BHP is planning to build its own dedicated railway from the Goonyella mining hub to the 60 million tonnes per annum Abbot Point coal terminal, where it is the preferred developer.

By integrated its mining, rail and port operations, BHP would seek to make its operations more efficient and then transfer the model to other operating hubs.

BHP Billiton’s Queensland coal operations form a “ resource basin” which meet the company’s “tier one” criteria of being large scale, long-life and low-cost. It will also generate many new projects in quick succession, Kloppers recently told its annual general meeting.

“They [resource basins such as Queensland coal] are assets where we can apply our extensive intellectual capital as well as evolving technological innovation to extract decades worth of organic growth that is both highly profitable and relatively low risk,” he said.

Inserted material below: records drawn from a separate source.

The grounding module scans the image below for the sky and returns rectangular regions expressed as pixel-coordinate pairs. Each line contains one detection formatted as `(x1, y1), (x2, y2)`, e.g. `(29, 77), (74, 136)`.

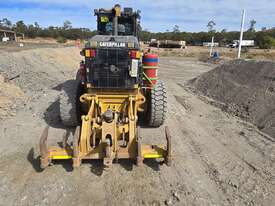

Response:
(0, 0), (275, 32)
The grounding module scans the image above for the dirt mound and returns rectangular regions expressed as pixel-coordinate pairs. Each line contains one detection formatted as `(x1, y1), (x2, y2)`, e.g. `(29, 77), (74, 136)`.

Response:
(0, 75), (23, 120)
(188, 60), (275, 137)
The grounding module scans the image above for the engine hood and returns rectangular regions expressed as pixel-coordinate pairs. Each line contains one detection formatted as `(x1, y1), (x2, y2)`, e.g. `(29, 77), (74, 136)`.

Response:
(85, 35), (140, 49)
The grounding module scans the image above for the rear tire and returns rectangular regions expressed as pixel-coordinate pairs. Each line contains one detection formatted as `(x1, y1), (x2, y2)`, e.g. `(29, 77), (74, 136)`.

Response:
(148, 80), (167, 127)
(59, 80), (83, 127)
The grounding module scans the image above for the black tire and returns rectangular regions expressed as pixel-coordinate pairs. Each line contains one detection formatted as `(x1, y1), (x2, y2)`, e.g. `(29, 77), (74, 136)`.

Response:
(59, 80), (83, 127)
(148, 80), (167, 127)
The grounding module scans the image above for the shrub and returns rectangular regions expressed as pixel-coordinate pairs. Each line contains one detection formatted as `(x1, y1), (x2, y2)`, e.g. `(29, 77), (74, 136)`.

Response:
(56, 36), (67, 44)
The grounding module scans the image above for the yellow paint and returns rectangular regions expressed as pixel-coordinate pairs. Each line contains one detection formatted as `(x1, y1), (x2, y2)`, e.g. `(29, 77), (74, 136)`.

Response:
(143, 154), (163, 159)
(52, 155), (73, 160)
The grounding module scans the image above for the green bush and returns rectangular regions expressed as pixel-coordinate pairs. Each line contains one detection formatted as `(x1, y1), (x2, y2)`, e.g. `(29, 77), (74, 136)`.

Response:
(56, 36), (67, 44)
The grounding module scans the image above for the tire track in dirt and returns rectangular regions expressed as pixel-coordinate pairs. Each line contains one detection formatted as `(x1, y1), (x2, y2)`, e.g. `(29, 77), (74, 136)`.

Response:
(172, 81), (274, 205)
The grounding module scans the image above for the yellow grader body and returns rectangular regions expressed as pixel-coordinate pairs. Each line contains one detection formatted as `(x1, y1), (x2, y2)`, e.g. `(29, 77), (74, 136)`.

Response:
(40, 85), (171, 168)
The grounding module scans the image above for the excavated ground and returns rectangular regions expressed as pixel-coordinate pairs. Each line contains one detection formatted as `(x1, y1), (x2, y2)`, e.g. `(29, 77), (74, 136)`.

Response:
(0, 48), (275, 206)
(188, 60), (275, 138)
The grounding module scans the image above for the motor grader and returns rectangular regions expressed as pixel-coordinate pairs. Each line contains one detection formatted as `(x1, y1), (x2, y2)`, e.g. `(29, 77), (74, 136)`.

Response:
(40, 5), (171, 168)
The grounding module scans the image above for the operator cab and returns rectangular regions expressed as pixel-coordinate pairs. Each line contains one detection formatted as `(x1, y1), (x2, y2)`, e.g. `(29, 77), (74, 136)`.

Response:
(82, 5), (142, 89)
(94, 5), (140, 37)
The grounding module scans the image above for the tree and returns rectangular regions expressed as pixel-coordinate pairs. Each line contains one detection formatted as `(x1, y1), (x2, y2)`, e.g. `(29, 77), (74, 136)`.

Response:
(173, 25), (180, 33)
(256, 32), (275, 49)
(0, 18), (12, 28)
(248, 19), (257, 32)
(63, 20), (73, 30)
(206, 20), (216, 32)
(14, 21), (27, 33)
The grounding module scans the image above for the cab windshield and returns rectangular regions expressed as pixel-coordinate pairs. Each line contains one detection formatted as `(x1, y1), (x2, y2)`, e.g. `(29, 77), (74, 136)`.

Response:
(98, 16), (134, 36)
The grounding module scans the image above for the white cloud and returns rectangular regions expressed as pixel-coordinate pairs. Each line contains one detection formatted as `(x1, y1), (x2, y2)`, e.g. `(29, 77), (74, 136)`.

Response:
(0, 0), (275, 31)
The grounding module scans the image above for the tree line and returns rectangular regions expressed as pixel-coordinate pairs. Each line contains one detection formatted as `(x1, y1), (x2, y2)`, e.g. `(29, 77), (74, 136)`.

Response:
(140, 19), (275, 49)
(0, 18), (275, 49)
(0, 18), (96, 41)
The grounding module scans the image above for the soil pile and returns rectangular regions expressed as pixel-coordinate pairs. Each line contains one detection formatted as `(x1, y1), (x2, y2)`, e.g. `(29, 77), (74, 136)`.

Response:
(0, 75), (23, 120)
(188, 60), (275, 137)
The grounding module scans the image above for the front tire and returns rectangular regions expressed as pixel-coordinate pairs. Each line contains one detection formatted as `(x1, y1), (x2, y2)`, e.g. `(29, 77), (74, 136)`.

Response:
(148, 80), (167, 127)
(59, 80), (83, 127)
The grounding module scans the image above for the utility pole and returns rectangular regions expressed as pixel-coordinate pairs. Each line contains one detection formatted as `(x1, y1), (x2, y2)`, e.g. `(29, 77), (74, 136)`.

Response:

“Our hub-based organisational model allows us to set up and construct many projects in succession in the same resource basin, using the same teams. This approach provides simplicity and scalability and ensures that we can develop and retain specialist talent, therefore continuously improving our ability to execute major projects.”

On the subject of the long term price of coking coal, Kloppers reportedly said the strength of the Australian dollar could be a major determinant, given the proportion of its global seaborne trade from Australia.

“Certain categories of metallurgical coal are almost an Australian-dollar denominated produce in that the inducement price of met coal in Australia will set to a very significant extent the long-run prices,” Kloppers reportedly said.

“And clearly if the Australian dollar is lower, that long-run price will be lower. If the Australian dollar is higher, the long-run price will be higher.”